Penguatan sistem pelindungan Pekerja Migran Indonesia (PMI) sejak dari level desa terus teroptimalkan.
Metro (Lampost.co) –Penguatan sistem pelindungan Pekerja Migran Indonesia (PMI) sejak dari level desa terus teroptimalkan. Terutama sebagai lini terdepan dalam tata kelola migrasi aman.
Hal ini tersampaikan saat Kementerian Pelindungan Pekerja Migran Indonesia (KP2MI) berkolaborasi dengan GIZ Indonesia dan Lapkesdam PBNU. Para stakeholder ini menyelenggarakan kegiatan Lokakarya Multi Stakeholder di Hotel Aidia Grande Metro, Selasa, 12 Mei 2026.
Kegiatan ini terikuti oleh berbagai unsur strategis pada bidang penempatan Pekerja Migran Indonesia wilayah Lampung Timur. Seperti dinas yang membidangi ketenagakerjaan, Bapeda, Dinas Pemberdayaan Perempuan, Sosial hingga Kesehatan dan stakeholder lainnya. Kemudian Organisasi Masyarakat Sipil dan yang tidak kalah penting Desa yang telah tertetapkan sebagai lokus Desa Migran Emas.
Direktur Kewirausahaan dan Pengembangan Usaha Produktif KP2MI, Sukarman, menyampaikan urgensinya membangun pemahaman bersama. Terutama antar pemangku kepentingan mengenai kebijakan, praktik baik dan pengalaman pelindungan Pekerja Migran yang telah berjalan di tingkat lokal. Sehingga hambatan koordinasi dan area tumpang tindih dapat diidentifikasi dan mitigasi.
Selanjutnya ia menekankan pentingnya perubahan paradigma dalam tata kelola pelindungan PMI. Jika selama ini penanganan sering kali bersifat reaktif pada lokasi keberangkatan (hilir). Kini pemerintah fokus pada langkah preventif sejak dari desa (hulu).
“Kami mendorong pembentukan berbagai komunitas desa migran emas. Seperti komunitas wirausaha yang mana kedepan program prioritas KP2MI akan terfokuskan kepada lokus desa migran emas dengan 10 pilarnya. Termasuk salah satunya pembentukan rumah wirausaha dan pengembangan usaha produktif untuk Pekerja Migran Indonesia dan Keluarganya” tegas Sukarman.

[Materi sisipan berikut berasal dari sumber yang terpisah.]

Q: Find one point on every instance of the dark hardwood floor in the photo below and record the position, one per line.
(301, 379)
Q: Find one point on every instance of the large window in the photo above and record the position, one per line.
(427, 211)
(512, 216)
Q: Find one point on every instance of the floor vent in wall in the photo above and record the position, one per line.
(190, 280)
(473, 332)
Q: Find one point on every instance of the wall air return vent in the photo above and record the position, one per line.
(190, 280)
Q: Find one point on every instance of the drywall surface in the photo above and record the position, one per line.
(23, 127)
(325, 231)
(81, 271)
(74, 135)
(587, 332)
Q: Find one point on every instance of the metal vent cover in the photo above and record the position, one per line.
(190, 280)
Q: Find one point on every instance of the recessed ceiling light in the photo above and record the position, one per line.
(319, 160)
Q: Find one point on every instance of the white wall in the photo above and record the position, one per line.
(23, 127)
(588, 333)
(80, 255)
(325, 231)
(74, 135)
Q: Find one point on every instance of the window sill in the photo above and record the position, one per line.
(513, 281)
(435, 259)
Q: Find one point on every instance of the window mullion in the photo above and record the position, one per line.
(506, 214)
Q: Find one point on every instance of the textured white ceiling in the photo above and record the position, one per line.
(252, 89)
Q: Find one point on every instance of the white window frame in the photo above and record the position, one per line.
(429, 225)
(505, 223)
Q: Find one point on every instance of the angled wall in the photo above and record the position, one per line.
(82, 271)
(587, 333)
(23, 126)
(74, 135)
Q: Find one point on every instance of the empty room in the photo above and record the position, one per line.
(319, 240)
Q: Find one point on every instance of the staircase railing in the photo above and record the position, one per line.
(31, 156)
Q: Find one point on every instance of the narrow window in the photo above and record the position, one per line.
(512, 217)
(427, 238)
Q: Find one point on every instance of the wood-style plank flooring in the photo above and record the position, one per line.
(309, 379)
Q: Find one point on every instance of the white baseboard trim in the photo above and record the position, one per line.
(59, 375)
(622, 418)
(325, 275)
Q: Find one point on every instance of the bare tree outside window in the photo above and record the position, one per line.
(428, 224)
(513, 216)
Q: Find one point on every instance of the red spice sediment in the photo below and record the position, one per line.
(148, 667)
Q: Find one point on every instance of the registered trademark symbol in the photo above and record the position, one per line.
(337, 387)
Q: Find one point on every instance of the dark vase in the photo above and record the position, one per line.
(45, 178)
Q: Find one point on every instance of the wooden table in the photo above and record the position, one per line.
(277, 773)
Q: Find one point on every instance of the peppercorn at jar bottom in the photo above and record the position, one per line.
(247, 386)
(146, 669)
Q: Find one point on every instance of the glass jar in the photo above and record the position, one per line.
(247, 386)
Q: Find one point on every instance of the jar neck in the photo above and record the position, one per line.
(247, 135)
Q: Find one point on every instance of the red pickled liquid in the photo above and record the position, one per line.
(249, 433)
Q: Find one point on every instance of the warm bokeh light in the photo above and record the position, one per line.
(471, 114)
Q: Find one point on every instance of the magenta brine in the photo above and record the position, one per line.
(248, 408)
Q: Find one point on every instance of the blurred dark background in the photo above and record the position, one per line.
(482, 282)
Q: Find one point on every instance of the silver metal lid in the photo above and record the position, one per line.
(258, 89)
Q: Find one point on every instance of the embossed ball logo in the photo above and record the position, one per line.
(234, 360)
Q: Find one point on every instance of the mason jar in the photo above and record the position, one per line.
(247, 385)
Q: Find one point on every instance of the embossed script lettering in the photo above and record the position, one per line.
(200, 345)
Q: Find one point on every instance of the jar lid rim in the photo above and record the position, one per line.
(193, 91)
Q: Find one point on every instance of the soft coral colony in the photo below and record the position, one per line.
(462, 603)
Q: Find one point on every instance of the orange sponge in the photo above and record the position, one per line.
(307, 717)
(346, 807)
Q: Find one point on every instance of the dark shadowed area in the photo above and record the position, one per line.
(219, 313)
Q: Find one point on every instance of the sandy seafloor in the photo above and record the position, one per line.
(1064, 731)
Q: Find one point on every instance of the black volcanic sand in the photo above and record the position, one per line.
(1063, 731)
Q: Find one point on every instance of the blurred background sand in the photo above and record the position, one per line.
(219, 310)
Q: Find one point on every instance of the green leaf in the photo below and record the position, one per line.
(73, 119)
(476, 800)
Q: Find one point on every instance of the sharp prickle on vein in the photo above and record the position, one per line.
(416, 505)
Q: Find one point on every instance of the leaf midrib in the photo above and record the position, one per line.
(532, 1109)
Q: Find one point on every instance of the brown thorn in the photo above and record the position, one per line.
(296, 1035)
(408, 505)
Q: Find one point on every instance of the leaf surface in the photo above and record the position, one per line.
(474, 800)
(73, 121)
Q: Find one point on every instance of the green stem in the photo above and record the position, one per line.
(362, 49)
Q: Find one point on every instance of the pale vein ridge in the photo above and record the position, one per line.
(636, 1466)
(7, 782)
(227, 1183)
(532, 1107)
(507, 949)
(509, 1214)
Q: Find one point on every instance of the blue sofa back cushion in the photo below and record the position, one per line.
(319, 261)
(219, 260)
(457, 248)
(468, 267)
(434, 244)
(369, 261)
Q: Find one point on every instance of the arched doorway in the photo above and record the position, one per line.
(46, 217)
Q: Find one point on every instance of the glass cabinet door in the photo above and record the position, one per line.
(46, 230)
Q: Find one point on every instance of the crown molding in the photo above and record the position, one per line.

Kemudian Kepala BP3MI Lampung, Mulia Nugraha juga menyampaikan harapannya terhadap pelaksanaan kegiatan FGD. “Melalui MSF ini, saya berharap dapat lahir rumusan strategi konkret. Bukan hanya sekedar forum seremonial melainkan fondasi kelembagaan multi stakeholder di Lampung. Ini yang akan menjalankan fungsi koordinasi secara berkesinambungan” tegasnya.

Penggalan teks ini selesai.